The HSE has published information about the tax and National Insurance treatment of occupational health support. An employer is able to claim a deduction against business profits in providing health‐related benefits to employees, provided the expenditure is wholly and exclusively for the purpose of the business. The benefit of private medical care provided free or cheaply by employers to employees is subject to tax on the employee, though £500 of care per annum recommended by occupational health is now tax free. However, the following benefits are not subject to income tax: medical and other treatment for the consequences of work‐related accidents or ill health, health screening and check‐ups, welfare counselling, equipment and services for disabled workers, employee‐only recreational and sporting facilities. This is as long as the benefits are provided by the employer directly to the employee.
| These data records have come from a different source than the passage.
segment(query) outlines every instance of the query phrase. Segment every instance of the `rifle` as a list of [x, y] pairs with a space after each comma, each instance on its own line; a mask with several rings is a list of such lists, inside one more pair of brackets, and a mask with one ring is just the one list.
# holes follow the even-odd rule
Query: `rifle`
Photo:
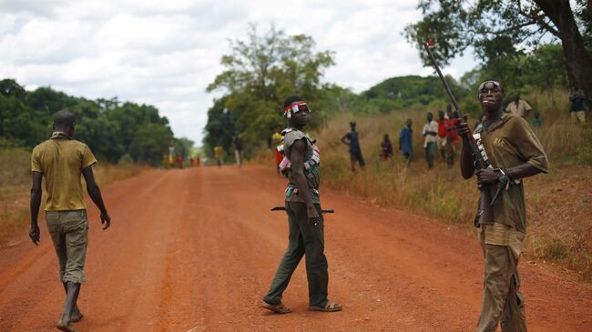
[[[450, 90], [450, 86], [448, 86], [448, 82], [446, 82], [446, 79], [442, 75], [442, 72], [440, 71], [440, 67], [438, 66], [438, 64], [435, 62], [435, 58], [434, 57], [432, 51], [430, 51], [430, 42], [428, 41], [428, 43], [423, 43], [423, 45], [425, 51], [427, 52], [427, 55], [430, 58], [430, 61], [432, 62], [432, 65], [435, 68], [435, 71], [438, 73], [438, 76], [440, 76], [440, 80], [442, 81], [442, 84], [444, 86], [444, 88], [446, 89], [446, 93], [448, 94], [450, 100], [454, 106], [454, 112], [453, 113], [453, 116], [454, 117], [454, 119], [453, 120], [453, 124], [454, 125], [454, 126], [456, 126], [464, 122], [460, 116], [459, 107], [458, 107], [458, 104], [456, 103], [456, 99], [454, 99], [452, 90]], [[494, 166], [492, 165], [491, 161], [487, 157], [487, 155], [485, 154], [483, 146], [477, 143], [477, 141], [475, 139], [473, 135], [464, 134], [461, 135], [461, 137], [463, 138], [463, 145], [468, 147], [469, 151], [471, 152], [473, 165], [475, 166], [475, 169], [494, 168]], [[477, 213], [475, 216], [475, 220], [473, 221], [475, 227], [478, 227], [480, 224], [494, 223], [494, 209], [493, 209], [494, 203], [495, 203], [495, 200], [501, 194], [502, 190], [506, 186], [507, 183], [508, 183], [508, 178], [505, 175], [500, 176], [499, 182], [497, 184], [497, 190], [493, 198], [491, 197], [491, 191], [490, 191], [491, 185], [485, 185], [479, 188], [481, 190], [481, 196], [479, 197], [479, 207], [477, 208]]]

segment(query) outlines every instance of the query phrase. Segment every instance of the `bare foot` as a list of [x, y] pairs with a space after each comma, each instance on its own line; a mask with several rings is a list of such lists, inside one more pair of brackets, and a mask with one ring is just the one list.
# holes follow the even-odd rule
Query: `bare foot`
[[82, 319], [82, 317], [85, 317], [82, 315], [80, 312], [80, 309], [78, 309], [77, 307], [74, 307], [74, 310], [72, 310], [72, 316], [70, 316], [70, 322], [72, 323], [77, 323]]
[[57, 325], [56, 326], [56, 327], [57, 327], [57, 329], [59, 329], [60, 331], [77, 332], [76, 328], [72, 327], [72, 325], [70, 324], [70, 322], [66, 323], [66, 322], [65, 322], [65, 321], [63, 321], [61, 319], [57, 322]]

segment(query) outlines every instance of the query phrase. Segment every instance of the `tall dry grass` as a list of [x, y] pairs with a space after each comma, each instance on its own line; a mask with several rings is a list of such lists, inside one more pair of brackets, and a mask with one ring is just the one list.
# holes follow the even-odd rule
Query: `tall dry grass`
[[[148, 167], [99, 163], [93, 166], [97, 183], [105, 186], [136, 176]], [[0, 246], [10, 245], [11, 236], [30, 221], [31, 153], [24, 149], [0, 150]], [[83, 186], [84, 181], [83, 181]], [[45, 191], [45, 183], [43, 185]], [[42, 208], [46, 196], [42, 198]]]
[[[525, 181], [528, 231], [526, 254], [550, 259], [592, 279], [592, 131], [573, 125], [567, 93], [554, 90], [524, 96], [538, 110], [543, 126], [536, 131], [550, 159], [551, 172]], [[444, 108], [444, 105], [439, 106]], [[421, 130], [427, 109], [387, 115], [340, 115], [322, 130], [312, 133], [322, 151], [322, 186], [362, 196], [369, 204], [395, 206], [473, 228], [478, 192], [475, 180], [463, 180], [456, 165], [449, 168], [436, 158], [434, 169], [424, 160]], [[434, 115], [437, 109], [430, 109]], [[413, 156], [409, 165], [397, 153], [398, 136], [407, 118], [413, 122]], [[340, 139], [357, 122], [363, 171], [352, 174], [347, 146]], [[469, 119], [474, 124], [474, 119]], [[393, 160], [380, 160], [380, 143], [389, 134], [395, 150]], [[269, 153], [257, 156], [269, 164]]]

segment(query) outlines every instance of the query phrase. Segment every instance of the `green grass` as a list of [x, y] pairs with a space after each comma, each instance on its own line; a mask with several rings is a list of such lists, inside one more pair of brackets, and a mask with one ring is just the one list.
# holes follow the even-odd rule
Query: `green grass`
[[[10, 245], [15, 232], [25, 231], [30, 221], [31, 153], [25, 149], [0, 150], [0, 246]], [[107, 186], [139, 174], [146, 167], [135, 165], [94, 166], [97, 182]], [[83, 183], [84, 186], [84, 183]], [[45, 184], [43, 187], [45, 191]], [[42, 206], [45, 196], [42, 199]]]
[[[565, 91], [533, 93], [525, 98], [538, 110], [543, 126], [536, 135], [551, 164], [548, 175], [525, 181], [528, 230], [526, 254], [551, 260], [592, 280], [592, 130], [573, 125]], [[444, 108], [444, 105], [438, 106]], [[342, 114], [317, 133], [322, 152], [322, 186], [362, 197], [369, 204], [394, 206], [457, 224], [470, 231], [478, 192], [474, 179], [464, 180], [456, 165], [449, 168], [436, 159], [429, 171], [424, 158], [421, 129], [427, 109], [393, 111], [380, 115]], [[436, 109], [429, 109], [436, 114]], [[407, 118], [413, 121], [414, 156], [407, 166], [397, 153], [398, 136]], [[355, 120], [366, 159], [363, 171], [352, 174], [347, 146], [340, 142]], [[473, 126], [474, 119], [469, 119]], [[380, 160], [380, 142], [389, 134], [393, 160]], [[266, 151], [255, 162], [269, 165]]]

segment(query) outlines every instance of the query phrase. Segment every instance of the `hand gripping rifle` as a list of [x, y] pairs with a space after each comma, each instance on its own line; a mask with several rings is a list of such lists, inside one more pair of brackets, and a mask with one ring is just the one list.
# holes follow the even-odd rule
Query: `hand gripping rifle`
[[[427, 52], [427, 55], [430, 58], [430, 61], [432, 62], [432, 65], [435, 68], [435, 71], [438, 73], [438, 76], [440, 76], [440, 80], [442, 80], [442, 84], [444, 86], [444, 88], [446, 89], [446, 93], [448, 94], [450, 100], [454, 106], [454, 119], [453, 120], [453, 124], [454, 125], [454, 126], [456, 126], [462, 122], [464, 122], [460, 116], [460, 112], [458, 109], [459, 107], [458, 107], [458, 104], [456, 103], [456, 99], [454, 99], [452, 90], [450, 90], [450, 86], [448, 86], [446, 79], [442, 75], [442, 72], [440, 71], [440, 67], [438, 66], [438, 64], [436, 64], [435, 58], [434, 57], [432, 51], [430, 51], [430, 46], [431, 46], [430, 41], [428, 41], [428, 43], [424, 43], [423, 45], [424, 45], [424, 48]], [[492, 165], [491, 161], [487, 157], [487, 155], [485, 154], [483, 146], [477, 143], [477, 141], [475, 139], [473, 135], [464, 134], [461, 135], [461, 137], [463, 138], [463, 145], [466, 148], [469, 148], [469, 151], [471, 152], [471, 157], [473, 158], [473, 165], [475, 165], [475, 169], [494, 168], [494, 166]], [[499, 182], [497, 184], [497, 190], [493, 198], [491, 197], [491, 191], [490, 191], [491, 185], [484, 185], [482, 187], [480, 187], [481, 196], [479, 197], [479, 207], [477, 209], [477, 214], [475, 215], [474, 220], [474, 224], [475, 227], [478, 227], [479, 224], [494, 223], [494, 209], [493, 209], [494, 203], [495, 203], [495, 200], [501, 194], [502, 190], [504, 190], [504, 188], [506, 186], [507, 183], [508, 183], [508, 178], [505, 175], [500, 176]]]

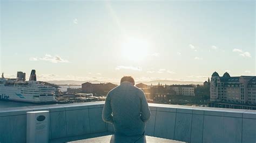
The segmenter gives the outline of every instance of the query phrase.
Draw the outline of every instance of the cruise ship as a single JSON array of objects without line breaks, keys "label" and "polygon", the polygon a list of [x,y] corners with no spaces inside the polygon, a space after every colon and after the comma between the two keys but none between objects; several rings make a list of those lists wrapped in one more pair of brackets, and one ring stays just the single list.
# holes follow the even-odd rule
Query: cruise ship
[{"label": "cruise ship", "polygon": [[29,81],[25,73],[18,72],[16,78],[0,78],[0,100],[35,103],[55,103],[56,89],[37,81],[36,70],[31,71]]}]

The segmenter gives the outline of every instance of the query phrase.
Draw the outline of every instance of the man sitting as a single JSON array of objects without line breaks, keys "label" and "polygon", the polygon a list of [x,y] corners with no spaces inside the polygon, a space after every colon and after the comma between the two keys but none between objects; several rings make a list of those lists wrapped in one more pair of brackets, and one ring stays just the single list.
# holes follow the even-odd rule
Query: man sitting
[{"label": "man sitting", "polygon": [[134,85],[131,76],[124,76],[107,94],[102,118],[114,125],[112,142],[146,142],[145,124],[151,112],[144,93]]}]

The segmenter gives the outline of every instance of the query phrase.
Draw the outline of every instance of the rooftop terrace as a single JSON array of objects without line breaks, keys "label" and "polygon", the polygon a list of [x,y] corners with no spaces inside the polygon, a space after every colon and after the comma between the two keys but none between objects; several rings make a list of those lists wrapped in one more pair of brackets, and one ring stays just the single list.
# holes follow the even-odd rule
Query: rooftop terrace
[{"label": "rooftop terrace", "polygon": [[[113,126],[102,119],[104,104],[103,101],[1,109],[0,142],[25,142],[26,113],[39,110],[50,111],[51,142],[112,134]],[[256,111],[149,105],[152,115],[146,123],[146,135],[188,142],[256,142]]]}]

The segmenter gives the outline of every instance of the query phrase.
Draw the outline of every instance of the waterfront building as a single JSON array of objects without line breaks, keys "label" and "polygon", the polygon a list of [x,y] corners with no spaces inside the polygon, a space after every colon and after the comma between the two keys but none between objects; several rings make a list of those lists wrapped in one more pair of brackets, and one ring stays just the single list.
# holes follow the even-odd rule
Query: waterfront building
[{"label": "waterfront building", "polygon": [[117,85],[110,82],[94,84],[87,82],[82,84],[82,91],[86,94],[93,94],[99,96],[106,95],[109,91],[117,86]]},{"label": "waterfront building", "polygon": [[136,85],[136,87],[138,88],[148,88],[147,87],[147,84],[144,84],[143,83],[140,83],[139,84],[137,84]]},{"label": "waterfront building", "polygon": [[26,81],[26,73],[22,72],[17,72],[17,81]]},{"label": "waterfront building", "polygon": [[210,78],[208,77],[208,81],[205,81],[204,82],[204,87],[210,86],[210,84],[211,84],[211,82],[210,81]]},{"label": "waterfront building", "polygon": [[213,73],[211,78],[210,101],[256,104],[256,76],[220,76]]},{"label": "waterfront building", "polygon": [[167,89],[174,90],[176,95],[195,96],[194,88],[192,85],[172,85]]},{"label": "waterfront building", "polygon": [[136,85],[136,87],[140,89],[144,92],[146,98],[148,99],[151,99],[151,94],[150,94],[150,87],[149,87],[147,84],[140,83]]}]

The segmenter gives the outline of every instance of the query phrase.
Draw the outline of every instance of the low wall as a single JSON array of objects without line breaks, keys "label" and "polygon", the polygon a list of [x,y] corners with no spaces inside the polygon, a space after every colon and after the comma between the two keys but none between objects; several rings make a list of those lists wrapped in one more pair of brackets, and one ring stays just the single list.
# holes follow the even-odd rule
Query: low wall
[{"label": "low wall", "polygon": [[[113,132],[104,102],[0,109],[0,142],[26,142],[26,112],[50,111],[50,139]],[[149,104],[146,134],[189,142],[255,142],[256,111]]]}]

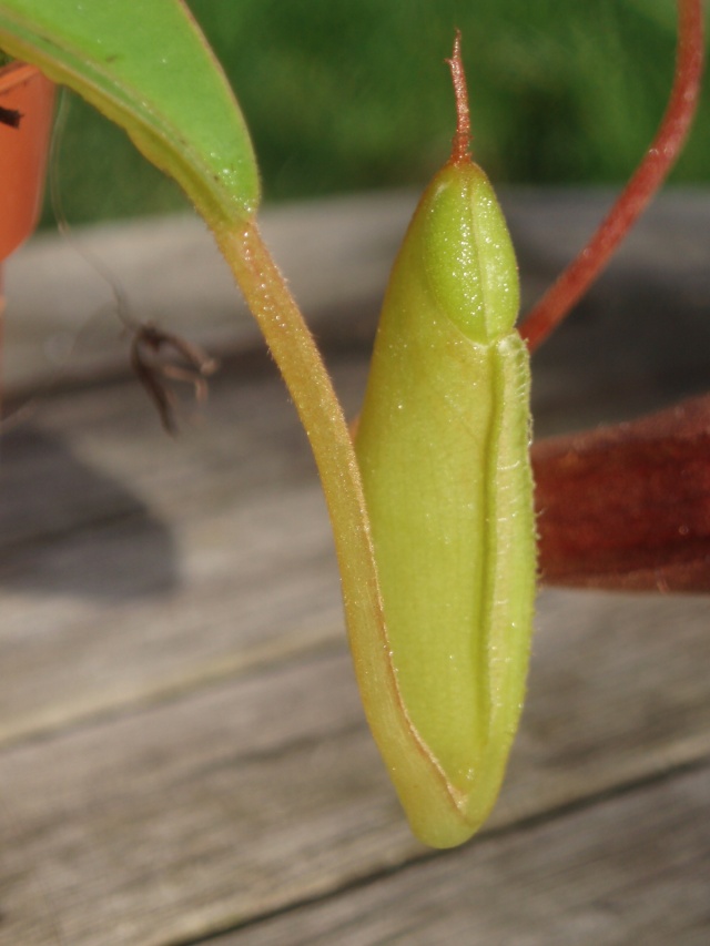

If the employee is given money to pay for the benefits he will have to pay income tax.
In 2017 the Society of Occupational Medicine (SOM) published Occupational Health: the value proposition by Dr Paul Nicholson. The SOM report is divided into sections: making the business case, the legal, moral, business and financial imperatives for investing in occupational health, the evidence for investing in occupational safety and health and workplace promotion, and finally the evidence for investing in occupational health services. Nicholson states that legal, financial and moral reasons and reputational risk are the key drivers for employers to invest in healthy workplaces and occupational health and safety. He highlights the burden of sickness absence. Minor illnesses are the commonest reason for absence, but the greatest number of days’ absence is due to musculoskeletal and mental health problems. One employer survey reported that sickness absence was estimated to cost UK business £28.8 billion a year. In addition, long‐term sickness absence is a huge cost to the state in welfare benefits.